In [3]:
# ============================
# 📦 Manual Text Encoding Utils
# ============================

def tokenize_documents(raw_documents):
    return [doc.lower().split() for doc in raw_documents]

def build_vocab(tokenized_documents):
    return sorted(set(word for doc in tokenized_documents for word in doc))

# 1️⃣ Manual Bag of Words (BoW)
def manual_bow(tokenized_documents, vocab):
    vectors = []
    for doc in tokenized_documents:
        vector = [doc.count(word) for word in vocab]
        vectors.append(vector)
    return vectors

# 2️⃣ Manual One-Hot Encoding (Word Level)
def word_to_one_hot(word, vocab_dict):
    vec = [0] * len(vocab_dict)
    if word in vocab_dict:
        vec[vocab_dict[word]] = 1
    return vec

def document_word_level_one_hot(tokenized_document, vocab_dict):
    return [word_to_one_hot(word, vocab_dict) for word in tokenized_document]

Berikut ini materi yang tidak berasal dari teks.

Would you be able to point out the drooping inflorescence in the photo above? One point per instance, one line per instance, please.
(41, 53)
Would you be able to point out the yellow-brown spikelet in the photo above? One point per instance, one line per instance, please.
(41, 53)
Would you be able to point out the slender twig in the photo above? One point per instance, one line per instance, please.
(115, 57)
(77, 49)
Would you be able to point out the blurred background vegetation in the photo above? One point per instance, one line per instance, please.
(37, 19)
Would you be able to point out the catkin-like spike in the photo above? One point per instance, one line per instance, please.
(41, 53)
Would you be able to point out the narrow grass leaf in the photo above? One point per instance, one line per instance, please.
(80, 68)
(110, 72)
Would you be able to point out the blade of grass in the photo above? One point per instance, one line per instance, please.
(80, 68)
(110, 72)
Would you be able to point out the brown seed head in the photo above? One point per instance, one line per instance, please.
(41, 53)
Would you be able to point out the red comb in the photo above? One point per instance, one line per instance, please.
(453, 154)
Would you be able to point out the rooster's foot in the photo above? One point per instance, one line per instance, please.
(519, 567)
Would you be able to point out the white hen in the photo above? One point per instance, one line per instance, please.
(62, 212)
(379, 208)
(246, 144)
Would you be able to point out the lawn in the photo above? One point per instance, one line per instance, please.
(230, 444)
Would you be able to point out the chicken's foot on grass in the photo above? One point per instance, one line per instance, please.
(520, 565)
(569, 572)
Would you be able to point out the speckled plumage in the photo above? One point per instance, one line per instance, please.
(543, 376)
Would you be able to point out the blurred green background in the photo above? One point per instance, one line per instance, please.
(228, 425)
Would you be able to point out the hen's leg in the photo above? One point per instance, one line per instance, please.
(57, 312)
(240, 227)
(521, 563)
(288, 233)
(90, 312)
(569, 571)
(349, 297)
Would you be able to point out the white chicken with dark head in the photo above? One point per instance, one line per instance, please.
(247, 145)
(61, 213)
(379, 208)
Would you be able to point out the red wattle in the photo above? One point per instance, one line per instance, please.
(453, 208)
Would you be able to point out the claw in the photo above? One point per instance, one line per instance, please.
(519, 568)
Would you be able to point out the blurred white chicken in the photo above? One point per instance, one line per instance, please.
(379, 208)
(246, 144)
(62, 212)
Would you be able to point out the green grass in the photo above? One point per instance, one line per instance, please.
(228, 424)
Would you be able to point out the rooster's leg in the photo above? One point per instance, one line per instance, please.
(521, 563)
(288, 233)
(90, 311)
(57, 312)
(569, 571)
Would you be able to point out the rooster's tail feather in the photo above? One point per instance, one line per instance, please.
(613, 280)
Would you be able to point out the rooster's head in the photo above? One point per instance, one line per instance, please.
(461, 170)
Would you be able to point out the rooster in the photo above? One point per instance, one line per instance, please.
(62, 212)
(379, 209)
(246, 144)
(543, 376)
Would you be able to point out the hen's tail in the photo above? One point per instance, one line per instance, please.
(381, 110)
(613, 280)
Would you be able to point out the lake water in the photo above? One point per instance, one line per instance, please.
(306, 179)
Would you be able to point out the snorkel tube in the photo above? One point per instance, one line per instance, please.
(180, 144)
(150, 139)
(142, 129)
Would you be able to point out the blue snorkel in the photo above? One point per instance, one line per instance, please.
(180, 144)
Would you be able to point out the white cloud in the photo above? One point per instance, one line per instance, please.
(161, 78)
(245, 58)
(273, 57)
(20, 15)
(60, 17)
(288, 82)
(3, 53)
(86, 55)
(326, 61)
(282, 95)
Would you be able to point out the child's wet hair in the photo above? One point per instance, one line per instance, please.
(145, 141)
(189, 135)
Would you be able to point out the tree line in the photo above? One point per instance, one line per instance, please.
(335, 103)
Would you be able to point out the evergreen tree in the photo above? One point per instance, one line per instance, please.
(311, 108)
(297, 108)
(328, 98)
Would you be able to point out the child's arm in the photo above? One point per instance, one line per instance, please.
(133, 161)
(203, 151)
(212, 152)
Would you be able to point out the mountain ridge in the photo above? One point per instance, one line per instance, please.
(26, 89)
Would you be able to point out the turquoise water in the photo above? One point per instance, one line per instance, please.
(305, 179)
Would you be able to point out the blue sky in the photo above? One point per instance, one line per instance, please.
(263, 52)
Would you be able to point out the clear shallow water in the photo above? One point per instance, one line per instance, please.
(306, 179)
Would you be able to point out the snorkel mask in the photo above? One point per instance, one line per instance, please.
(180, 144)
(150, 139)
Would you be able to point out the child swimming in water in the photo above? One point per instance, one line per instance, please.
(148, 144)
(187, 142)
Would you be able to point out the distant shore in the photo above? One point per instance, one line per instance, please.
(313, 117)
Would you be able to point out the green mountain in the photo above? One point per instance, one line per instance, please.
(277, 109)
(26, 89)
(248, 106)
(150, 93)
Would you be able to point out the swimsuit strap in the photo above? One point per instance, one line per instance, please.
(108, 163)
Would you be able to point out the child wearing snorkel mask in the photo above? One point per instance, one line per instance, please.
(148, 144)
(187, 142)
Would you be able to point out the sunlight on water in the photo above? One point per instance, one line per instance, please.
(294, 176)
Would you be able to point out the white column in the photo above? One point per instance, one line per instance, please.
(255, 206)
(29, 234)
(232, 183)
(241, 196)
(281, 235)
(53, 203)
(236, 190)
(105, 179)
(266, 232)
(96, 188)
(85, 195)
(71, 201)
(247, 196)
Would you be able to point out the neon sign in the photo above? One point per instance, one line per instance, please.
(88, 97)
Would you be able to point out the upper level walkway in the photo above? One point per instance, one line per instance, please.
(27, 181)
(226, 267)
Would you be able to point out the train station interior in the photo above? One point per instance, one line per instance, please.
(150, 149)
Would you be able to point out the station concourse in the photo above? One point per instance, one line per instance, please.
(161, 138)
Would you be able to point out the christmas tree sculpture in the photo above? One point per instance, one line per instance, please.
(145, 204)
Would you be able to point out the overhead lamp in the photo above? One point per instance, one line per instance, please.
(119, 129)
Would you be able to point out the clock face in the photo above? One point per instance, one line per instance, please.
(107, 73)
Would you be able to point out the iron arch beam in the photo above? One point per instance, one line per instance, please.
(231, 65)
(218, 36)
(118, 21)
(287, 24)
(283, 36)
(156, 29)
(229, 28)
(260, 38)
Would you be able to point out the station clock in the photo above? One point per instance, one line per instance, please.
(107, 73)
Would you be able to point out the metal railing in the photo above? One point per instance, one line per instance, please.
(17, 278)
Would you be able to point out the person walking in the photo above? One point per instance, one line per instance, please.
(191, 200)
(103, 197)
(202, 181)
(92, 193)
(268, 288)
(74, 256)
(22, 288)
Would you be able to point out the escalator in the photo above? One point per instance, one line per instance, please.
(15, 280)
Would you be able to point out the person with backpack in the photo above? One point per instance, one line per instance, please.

# 3️⃣ Manual One-Hot (Binary BoW / Doc Level)
def manual_binary_bow(tokenized_documents, vocab):
    vectors = []
    for doc in tokenized_documents:
        vector = [1 if word in doc else 0 for word in vocab]
        vectors.append(vector)
    return vectors

# 4️⃣ Gabungan Word-Level + Dokumen
def combined_word_doc_one_hot(tokenized_documents, vocab_dict):
    result = []
    for doc in tokenized_documents:
        one_hot_words = []
        for word in doc:
            one_hot_words.append((word, word_to_one_hot(word, vocab_dict)))
        result.append(one_hot_words)
    return result

# ============================
# 🧪 Contoh Penggunaan
# ============================

if __name__ == "__main__":
    documents = [
        "saya suka belajar machine learning",
        "machine learning sangat menarik",
        "saya suka belajar"
    ]

    tokenized_docs = tokenize_documents(documents)
    vocab = build_vocab(tokenized_docs)
    vocab_dict = {word: i for i, word in enumerate(vocab)}

    print("📌 Vocab:", vocab)

    print("\n🔢 Bag of Words (BoW):")
    for vec in manual_bow(tokenized_docs, vocab):
        print(vec)

    print("\n🔢 Binary BoW (Document Level):")
    for vec in manual_binary_bow(tokenized_docs, vocab):
        print(vec)

    print("\n🔠 Word-Level One-Hot (Dokumen 1):")
    for word, vec in combined_word_doc_one_hot(tokenized_docs, vocab_dict)[0]:
        print(f"{word} → {vec}")


📌 Vocab: ['belajar', 'learning', 'machine', 'menarik', 'sangat', 'saya', 'suka']

🔢 Bag of Words (BoW):
[1, 1, 1, 0, 0, 1, 1]
[0, 1, 1, 1, 1, 0, 0]
[1, 0, 0, 0, 0, 1, 1]

🔢 Binary BoW (Document Level):
[1, 1, 1, 0, 0, 1, 1]
[0, 1, 1, 1, 1, 0, 0]
[1, 0, 0, 0, 0, 1, 1]

🔠 Word-Level One-Hot (Dokumen 1):
saya → [0, 0, 0, 0, 0, 1, 0]
suka → [0, 0, 0, 0, 0, 0, 1]
belajar → [1, 0, 0, 0, 0, 0, 0]
machine → [0, 0, 1, 0, 0, 0, 0]
learning → [0, 1, 0, 0, 0, 0, 0]


In [None]:
# bag of words
from sklearn.feature_extraction.text import CountVectorizer

docs = [
    "saya suka belajar machine learning",
    "machine learning sangat menarik",
    "saya suka belajar"
]

vectorizer = CountVectorizer()
X = vectorizer.fit_transform(docs)

print("Vocabulary:", vectorizer.get_feature_names_out())
print("BoW Matrix:\n", X.toarray())

Vocabulary: ['belajar' 'learning' 'machine' 'menarik' 'sangat' 'saya' 'suka']
BoW Matrix:
 [[1 1 1 0 0 1 1]
 [0 1 1 1 1 0 0]
 [1 0 0 0 0 1 1]]


In [6]:
# one hot doc
vectorizer_bin=CountVectorizer(binary=True)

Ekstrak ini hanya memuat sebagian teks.